Ihr wichtigster Anführer, Nikolaos Michaloliakos, erklärte – ermutigt von dem Ausgang der Wahlen: „Griechenland ist nur der Beginn […] Die wichtigste Aufgabe ist es, all diese illegalen Immigranten loszuwerden“, und fügte hinzu: „Der Sieg gilt all den mutigen Jugendlichen, die schwarze Hemden mit dem Namen Goldene Morgendämmerung in weiß tragen.“ Mit einem Quasi-Hakenkreuz als Parteisymbol wollen sie „die Grenze schützen“ und Minen legen, um die Einwanderung von ImmigrantInnen zu verhindern. Die Einmischung internationaler AkteurInnen und der Technokraten und Institutionen der EU in die griechische Politik boten den Nährboden für die Entstehung xenophober, rechtsextremer Diskurse und Kräfte. Wenn die Tendenz in Richtung einer Verschärfung der Krise und höherer Anstrengungen der Massen geht, ist es sehr wahrscheinlich, dass diese Diskurse ein größeres Echo bekommen, und es kann nicht ausgeschlossen werden, dass es sogar physische Attacken auf migrantische ArbeiterInnen gibt.
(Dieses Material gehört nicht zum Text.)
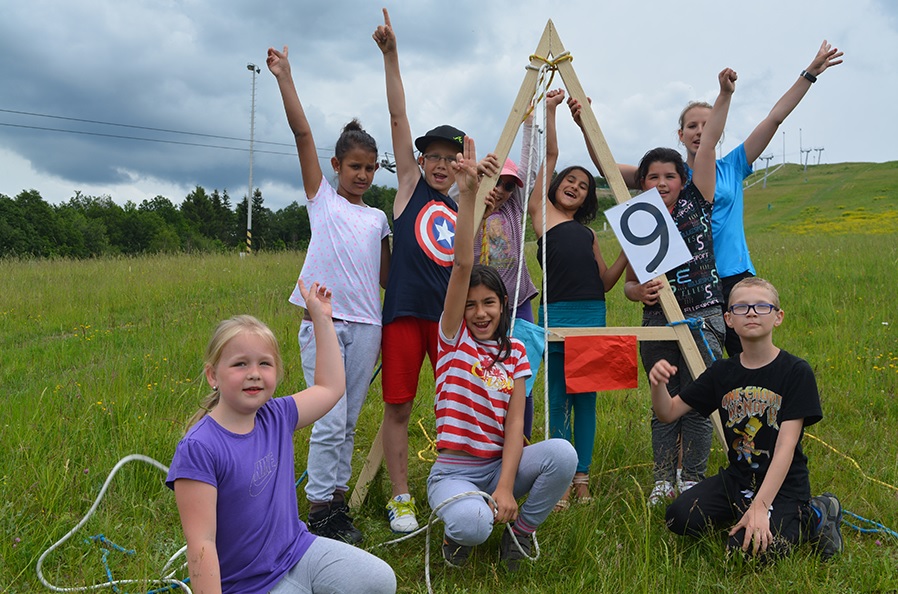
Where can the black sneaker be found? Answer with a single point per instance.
(829, 534)
(509, 551)
(456, 555)
(334, 522)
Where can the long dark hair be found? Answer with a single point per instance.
(660, 155)
(489, 278)
(590, 207)
(354, 136)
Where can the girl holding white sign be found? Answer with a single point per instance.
(577, 279)
(696, 286)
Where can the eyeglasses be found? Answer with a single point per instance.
(435, 158)
(762, 309)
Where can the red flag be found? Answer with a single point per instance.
(598, 363)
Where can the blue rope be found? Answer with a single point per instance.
(100, 538)
(696, 324)
(878, 527)
(305, 473)
(105, 541)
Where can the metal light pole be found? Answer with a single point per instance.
(252, 129)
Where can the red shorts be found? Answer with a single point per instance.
(405, 342)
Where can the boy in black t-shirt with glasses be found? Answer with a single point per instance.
(766, 397)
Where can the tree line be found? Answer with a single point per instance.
(95, 226)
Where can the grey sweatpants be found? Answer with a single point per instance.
(333, 435)
(693, 430)
(334, 567)
(545, 472)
Das schwindelerregende Wachstum von „Goldene Morgendämmerung“ stellt die ArbeiterInnenorganisationen und die Linke vor die dringende Aufgabe, sich zu organisieren, um diese Gefahr konfrontieren und niederschlagen zu können.
Für eine ArbeiterInnenperspektive
Der enorme Widerstand und die Energie der griechischen Jugendlichen und ArbeiterInnen, die in den letzten anderthalb Jahren 17 Generalstreiks durchführten, darf nicht denen ausgeliefert werden, die weiterhin Sparprogramme mit der EU und dem IWF aushandeln werden. Die offiziellen Führungen der ArbeiterInnenbewegung und die reformistischen Parteien haben es bisher verhindert, dass der Widerstand der ArbeiterInnen und der Massen sich in einen offenen Kampf gegen die KapitalistInnen und ihren Staat verwandelt. Es fehlt ein Programm, welches auf der Höhe der kapitalistischen Krise und reaktionären Offensive ist und welches Notmaßnahmen wie die Annullierung aller Sparprogramme und die Streichung der Schulden mit Ìbergangsmaßnahmen verbindet. Solche wären die Verstaatlichung der Banken ohne Entschädigung und unter ArbeiterInnenkontrolle, die Aufteilung der Arbeitszeit auf alle Schultern und die Enteignung der GroßkapitalistInnen unter ArbeiterInnenkontrolle ihrer Fabriken. Ein Programm, welches die ArbeiterInnenklasse im Bündnis mit Sektoren der unterdrückten Massen an die Macht führt und welches gegen das Europa des Kapitals und der großen Monopole sowie gegen die xenophoben und nationalistischen Alternativen die Notwendigkeit des Kampfes für eine Föderation der Vereinigten Sozialistischen Staaten von Europa aufstellt.
Wer ist SYRIZA?
Die Koalition der Radikalen Linken (SYRIZA nach ihrer Abkürzung im Griechischen) ist ein Wahlbündnis von zehn Parteien, welches sich 2004 gründete. Deren wichtigste Organisation ist Synapsismos (Koalition der Linken, der Bewegungen und der Ökologie). Sie ist Teil der Europäischen Linken, einer Vereinigung linksreformistischer Parteien, in der auch die Kommunistische Partei Frankreichs, Izquierda Unida aus Spanien, DIE LINKE aus Deutschland und der Bloco de Esquerda aus Portugal vertreten sind.